In this study, we performed Ki-67 on needle biopsies instead of radical prostatectomies or transurethral resection of the prostate specimens to approach conditions for clinical decision before any treatment. The assessment of Ki-67 on the whole slides rather than tissue micro arrays reflects routine use and avoids potential bias due to tumor heterogeneity. Indeed, studies comparing the assessment of Ki-67 on tissue micro arrays and on whole slides recommended the use of the latter [22, 23].

The Ki-67 cut-off varies from a study to another. In our series, we identified 5% Ki-67 as the most relevant cut-off given the results of our cut-point analysis (Receiver Operating Characteristics curve). This cut-off aligns with the most frequently used level, fixed around 5–10% [4, 5, 18, 24] and the difference may be explained by the constitution of the cohort, the material or the method of assessment. In addition, Kaplan–Meier plots confirmed robust curve separation between low and high Ki-67 groups at 5% cut-off.

For the first time, we report a subgroup analysis of Ki-67 prognostic impact in grade groups. Ki-67 was the most discriminatory in grade groups 1 and 2 compared to higher grade groups (Forest Plot). These low-grade groups with the best prognosis are frequently included in active surveillance studies [25]. For these patients, Ki-67 expression could help discriminate the most aggressive from the majority of indolent cancers.

The weaknesses of our study include its retrospective nature and the use of cases dating from 1990 to 2003. Nevertheless, only long follow-up time enables appropriate assessment of cancer specific survival that was our endpoint. Metastasis free survival would have been a useful addition that is missing in our study. However, cancer specific survival is a major endpoint for any biomarker and is reproducible to compare studies. In needle biopsies cohort, the amount of cancer available in needle biopsies can be limited that could impact tumor representativeness and the assessment of multifocality. The immunohistochemistry itself has several limitations including the antibody, preanalytic and analytic steps lowered by its worldwide use in several other tumors and its reproducible interpretation [10].

Ki-67 was mostly assessed by one pathologist. However, the inter-observer concordance in Ki-67 assessment is good and could be further improved by the use of cut-offs [10]. In addition, visual scoring of Ki-67 and corresponding H&E slide was used instead of digital scoring as inflammation and high grade PIN in prostate biopsies are frequent pitfalls.

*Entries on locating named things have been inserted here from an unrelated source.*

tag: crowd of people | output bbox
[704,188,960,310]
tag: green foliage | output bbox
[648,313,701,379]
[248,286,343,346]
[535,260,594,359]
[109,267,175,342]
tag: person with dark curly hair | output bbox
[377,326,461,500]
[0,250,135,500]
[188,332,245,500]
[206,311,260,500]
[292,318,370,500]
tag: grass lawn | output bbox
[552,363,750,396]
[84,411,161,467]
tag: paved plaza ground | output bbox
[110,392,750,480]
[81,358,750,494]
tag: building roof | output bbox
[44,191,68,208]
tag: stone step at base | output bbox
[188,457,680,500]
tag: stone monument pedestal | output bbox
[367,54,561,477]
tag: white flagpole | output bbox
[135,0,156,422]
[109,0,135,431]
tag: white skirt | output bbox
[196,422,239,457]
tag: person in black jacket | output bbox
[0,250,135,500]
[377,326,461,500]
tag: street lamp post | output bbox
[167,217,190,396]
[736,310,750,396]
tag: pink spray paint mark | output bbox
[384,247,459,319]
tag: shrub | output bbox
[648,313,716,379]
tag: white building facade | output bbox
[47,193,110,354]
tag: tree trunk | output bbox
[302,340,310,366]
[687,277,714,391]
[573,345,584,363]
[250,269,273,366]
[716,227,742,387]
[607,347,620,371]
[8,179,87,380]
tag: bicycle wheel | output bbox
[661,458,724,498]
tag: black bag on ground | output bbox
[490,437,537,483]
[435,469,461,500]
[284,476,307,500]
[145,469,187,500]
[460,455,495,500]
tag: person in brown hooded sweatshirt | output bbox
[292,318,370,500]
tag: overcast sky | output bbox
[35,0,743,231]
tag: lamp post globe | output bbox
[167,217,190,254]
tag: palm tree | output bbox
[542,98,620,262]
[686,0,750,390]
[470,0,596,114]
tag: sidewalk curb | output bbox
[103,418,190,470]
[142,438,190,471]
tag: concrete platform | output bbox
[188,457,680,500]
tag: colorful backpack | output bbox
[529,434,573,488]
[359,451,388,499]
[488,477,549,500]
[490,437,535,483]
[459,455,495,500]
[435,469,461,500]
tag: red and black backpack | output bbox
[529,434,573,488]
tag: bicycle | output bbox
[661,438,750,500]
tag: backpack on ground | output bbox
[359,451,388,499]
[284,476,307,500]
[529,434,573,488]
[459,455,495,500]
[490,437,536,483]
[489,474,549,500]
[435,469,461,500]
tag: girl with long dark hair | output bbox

In particular, inflammatory cells are frequently stained by Ki-67 immunohistochemistry and included in digital analysis. In addition, the two different approaches were compared in prostate cancer with a high inter-correlation agreement [26].

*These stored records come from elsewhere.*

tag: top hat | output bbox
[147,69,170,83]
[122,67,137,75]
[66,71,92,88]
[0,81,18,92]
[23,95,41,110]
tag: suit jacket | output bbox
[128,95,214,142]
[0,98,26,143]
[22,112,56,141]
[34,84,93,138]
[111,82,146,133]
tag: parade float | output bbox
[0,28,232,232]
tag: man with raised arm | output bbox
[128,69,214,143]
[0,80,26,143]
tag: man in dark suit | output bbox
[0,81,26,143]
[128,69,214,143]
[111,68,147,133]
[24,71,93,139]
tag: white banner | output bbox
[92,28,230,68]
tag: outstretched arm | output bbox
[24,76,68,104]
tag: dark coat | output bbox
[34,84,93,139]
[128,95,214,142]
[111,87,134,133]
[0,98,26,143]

In conclusion, Ki-67 immunoexpression independently predicted prostate cancer patient outcome, adjusted for standard clinico-pathological parameters, in a cohort of diagnostic biopsies. If incorporated into routine practice, this assessment might assist clinicians in discriminating the most aggressive prostate cancer, improving treatment selection especially in low-grade cancer. Nevertheless, owing to the limitations of this study, a prospective validation of our findings in independent series is required to confirm its clinical utility.